Parliament’s Minority Leader, Haruna Iddrisu, has taken issue with the practice whereby the Auditor General publishes his audit reports even before the Legislature gets the opportunity to scrutinize them.
Though he acknowledges that the practice is backed by law, the Tamale South MP laments that the practice has dire implications on people’s reputation and dignity.
Speaking on the budget estimates for the Audit Service on the floor of the House yesterday, Haruna Iddrisu urged the Legislature to reconsider the position of the law.
“That is not the way to go; convicting the innocent. You make findings on the person and even before Parliament considers the findings, you have already gone public on it.”
“We need to take a position on this particular matter because I trust the Auditor General remains a strong viable institution in our anti-corruption efforts,” Mr. Iddrisu said.
Also speaking on the matter, the Deputy Majority Leader, Alexander Afenyo-Markin urged the Audit Service to allow for due process in its work.
He said Government had demonstrated its commitment to improving the Service.
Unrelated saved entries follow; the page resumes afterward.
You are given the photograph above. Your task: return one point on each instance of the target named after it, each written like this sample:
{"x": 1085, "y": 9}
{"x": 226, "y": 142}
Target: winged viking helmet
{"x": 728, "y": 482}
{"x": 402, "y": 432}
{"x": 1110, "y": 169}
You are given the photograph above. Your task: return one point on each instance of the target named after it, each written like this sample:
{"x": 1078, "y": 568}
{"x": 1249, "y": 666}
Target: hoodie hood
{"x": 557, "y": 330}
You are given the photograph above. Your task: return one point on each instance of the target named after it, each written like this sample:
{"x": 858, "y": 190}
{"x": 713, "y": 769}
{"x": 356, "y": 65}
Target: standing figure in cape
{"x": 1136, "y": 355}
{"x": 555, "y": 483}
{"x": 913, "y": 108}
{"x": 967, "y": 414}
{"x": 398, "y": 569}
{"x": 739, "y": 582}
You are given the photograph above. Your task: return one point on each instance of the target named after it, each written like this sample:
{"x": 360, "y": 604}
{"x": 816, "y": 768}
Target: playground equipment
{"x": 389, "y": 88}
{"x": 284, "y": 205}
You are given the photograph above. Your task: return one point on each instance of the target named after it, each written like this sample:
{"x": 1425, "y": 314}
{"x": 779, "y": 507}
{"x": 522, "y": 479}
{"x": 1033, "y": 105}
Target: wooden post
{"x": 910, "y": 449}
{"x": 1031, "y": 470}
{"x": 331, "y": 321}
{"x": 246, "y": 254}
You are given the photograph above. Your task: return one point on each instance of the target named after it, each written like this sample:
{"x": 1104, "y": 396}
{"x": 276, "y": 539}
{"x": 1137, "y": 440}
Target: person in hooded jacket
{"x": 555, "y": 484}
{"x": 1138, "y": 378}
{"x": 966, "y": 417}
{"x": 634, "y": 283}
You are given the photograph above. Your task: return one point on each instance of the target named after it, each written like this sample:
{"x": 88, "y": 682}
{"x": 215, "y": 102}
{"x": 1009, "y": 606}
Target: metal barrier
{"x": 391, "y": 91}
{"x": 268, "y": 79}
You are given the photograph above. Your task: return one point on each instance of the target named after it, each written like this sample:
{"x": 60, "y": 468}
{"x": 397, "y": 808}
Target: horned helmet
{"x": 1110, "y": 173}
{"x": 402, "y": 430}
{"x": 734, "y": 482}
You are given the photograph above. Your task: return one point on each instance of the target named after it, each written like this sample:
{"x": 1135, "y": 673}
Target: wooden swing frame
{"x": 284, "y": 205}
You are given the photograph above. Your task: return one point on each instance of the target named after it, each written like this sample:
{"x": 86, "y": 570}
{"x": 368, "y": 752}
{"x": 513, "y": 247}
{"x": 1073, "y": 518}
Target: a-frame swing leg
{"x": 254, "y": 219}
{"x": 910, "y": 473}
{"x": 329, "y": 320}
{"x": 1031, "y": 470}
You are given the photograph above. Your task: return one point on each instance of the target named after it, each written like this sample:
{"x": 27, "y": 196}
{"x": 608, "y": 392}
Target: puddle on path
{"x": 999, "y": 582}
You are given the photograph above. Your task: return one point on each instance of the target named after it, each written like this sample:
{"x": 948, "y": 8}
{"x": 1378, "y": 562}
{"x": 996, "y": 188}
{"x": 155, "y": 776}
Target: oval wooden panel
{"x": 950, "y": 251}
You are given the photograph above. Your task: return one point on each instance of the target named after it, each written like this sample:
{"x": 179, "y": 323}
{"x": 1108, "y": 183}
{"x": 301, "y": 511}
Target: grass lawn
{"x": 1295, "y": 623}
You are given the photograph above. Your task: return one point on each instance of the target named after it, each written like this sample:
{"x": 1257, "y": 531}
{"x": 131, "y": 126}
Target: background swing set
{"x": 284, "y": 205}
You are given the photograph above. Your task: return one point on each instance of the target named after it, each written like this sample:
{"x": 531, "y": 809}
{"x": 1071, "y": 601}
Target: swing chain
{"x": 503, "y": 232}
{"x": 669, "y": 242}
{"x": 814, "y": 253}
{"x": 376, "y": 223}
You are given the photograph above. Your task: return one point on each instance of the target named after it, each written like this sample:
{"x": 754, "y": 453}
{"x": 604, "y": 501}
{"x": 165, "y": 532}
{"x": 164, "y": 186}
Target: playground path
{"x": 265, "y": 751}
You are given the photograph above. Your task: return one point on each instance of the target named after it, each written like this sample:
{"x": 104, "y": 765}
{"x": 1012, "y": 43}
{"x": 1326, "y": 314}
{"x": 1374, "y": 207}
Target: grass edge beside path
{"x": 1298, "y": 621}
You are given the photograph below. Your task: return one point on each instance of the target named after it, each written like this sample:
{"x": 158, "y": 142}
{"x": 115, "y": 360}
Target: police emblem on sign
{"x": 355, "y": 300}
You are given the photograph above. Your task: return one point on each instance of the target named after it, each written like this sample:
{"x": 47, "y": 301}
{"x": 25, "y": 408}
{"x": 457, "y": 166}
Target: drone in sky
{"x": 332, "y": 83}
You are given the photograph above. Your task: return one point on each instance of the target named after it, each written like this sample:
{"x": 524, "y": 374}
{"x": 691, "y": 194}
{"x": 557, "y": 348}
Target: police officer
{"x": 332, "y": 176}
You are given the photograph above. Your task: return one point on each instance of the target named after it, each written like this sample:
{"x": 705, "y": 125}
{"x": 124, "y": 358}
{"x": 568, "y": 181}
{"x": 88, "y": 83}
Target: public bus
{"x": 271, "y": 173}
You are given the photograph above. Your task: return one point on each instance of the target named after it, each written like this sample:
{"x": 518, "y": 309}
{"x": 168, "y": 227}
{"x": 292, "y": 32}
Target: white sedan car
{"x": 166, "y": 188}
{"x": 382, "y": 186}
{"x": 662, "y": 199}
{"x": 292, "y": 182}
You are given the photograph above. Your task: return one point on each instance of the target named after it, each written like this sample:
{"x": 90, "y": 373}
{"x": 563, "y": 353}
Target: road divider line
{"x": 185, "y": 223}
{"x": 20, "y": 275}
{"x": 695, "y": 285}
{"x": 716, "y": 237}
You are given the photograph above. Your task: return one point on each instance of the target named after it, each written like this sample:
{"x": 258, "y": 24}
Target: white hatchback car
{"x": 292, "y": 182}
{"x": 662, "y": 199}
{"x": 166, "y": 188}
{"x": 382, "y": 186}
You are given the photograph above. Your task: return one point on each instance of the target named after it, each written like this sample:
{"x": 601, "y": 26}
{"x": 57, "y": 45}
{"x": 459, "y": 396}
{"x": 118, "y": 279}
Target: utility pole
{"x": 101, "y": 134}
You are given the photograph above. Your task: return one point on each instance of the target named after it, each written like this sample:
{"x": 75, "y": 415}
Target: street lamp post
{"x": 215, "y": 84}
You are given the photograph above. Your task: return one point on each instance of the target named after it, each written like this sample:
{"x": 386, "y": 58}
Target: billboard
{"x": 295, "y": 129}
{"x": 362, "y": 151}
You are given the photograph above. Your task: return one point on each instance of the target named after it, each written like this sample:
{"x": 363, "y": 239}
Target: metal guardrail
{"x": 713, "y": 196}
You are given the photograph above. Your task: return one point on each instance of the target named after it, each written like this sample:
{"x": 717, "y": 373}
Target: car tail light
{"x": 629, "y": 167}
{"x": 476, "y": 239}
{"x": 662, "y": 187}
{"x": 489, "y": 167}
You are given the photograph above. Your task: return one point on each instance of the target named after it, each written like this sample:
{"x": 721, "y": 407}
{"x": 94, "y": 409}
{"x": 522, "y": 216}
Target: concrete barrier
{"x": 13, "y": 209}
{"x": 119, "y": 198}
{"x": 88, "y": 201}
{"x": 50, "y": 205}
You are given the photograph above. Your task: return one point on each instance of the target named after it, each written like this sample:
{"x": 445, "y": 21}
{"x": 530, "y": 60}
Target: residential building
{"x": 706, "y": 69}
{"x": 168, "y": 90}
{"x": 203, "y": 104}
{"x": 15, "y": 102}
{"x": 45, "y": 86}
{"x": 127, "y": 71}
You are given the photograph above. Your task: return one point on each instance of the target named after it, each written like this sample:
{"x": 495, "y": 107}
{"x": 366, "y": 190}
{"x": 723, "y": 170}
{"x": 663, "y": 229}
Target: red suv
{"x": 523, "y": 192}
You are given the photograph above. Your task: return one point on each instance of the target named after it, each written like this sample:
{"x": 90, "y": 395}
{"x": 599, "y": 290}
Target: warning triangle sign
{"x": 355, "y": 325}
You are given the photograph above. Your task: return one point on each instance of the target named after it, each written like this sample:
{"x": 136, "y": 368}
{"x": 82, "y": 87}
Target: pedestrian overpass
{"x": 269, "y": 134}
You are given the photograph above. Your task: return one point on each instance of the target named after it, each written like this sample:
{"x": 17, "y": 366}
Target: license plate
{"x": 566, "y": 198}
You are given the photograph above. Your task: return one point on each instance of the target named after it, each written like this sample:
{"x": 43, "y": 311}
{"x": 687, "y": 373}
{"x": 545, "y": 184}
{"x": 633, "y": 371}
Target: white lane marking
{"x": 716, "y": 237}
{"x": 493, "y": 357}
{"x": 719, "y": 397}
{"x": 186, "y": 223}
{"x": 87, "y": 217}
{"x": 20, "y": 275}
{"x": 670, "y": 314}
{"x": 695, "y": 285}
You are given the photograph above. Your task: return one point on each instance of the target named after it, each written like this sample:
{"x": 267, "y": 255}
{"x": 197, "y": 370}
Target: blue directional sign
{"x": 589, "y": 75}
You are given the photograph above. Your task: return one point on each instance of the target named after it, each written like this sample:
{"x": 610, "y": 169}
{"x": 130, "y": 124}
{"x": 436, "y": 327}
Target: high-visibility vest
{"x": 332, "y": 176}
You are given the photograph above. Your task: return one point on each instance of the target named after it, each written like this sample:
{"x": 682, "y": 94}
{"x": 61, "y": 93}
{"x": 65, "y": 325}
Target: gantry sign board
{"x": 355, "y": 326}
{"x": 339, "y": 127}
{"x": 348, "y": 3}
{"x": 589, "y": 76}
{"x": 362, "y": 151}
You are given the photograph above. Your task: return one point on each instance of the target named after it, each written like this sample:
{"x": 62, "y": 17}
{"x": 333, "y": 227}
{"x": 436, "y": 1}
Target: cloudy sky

“The zeal to exercise the mandate must be so done within the confines of the law. Most times we are in a hurry to persecute and call names,” Mr. Afenyo-Markin said.
The immediate past Auditor-General, Daniel Domelevo, faced criticism for his reports going public before consideration in Parliament.
Critics have in the past said Parliamentary practice is that prior to publication, audit reports must be laid in Parliament.
These reports are subsequently referred to the Public Accounts Committee for consideration and referred to the whole House.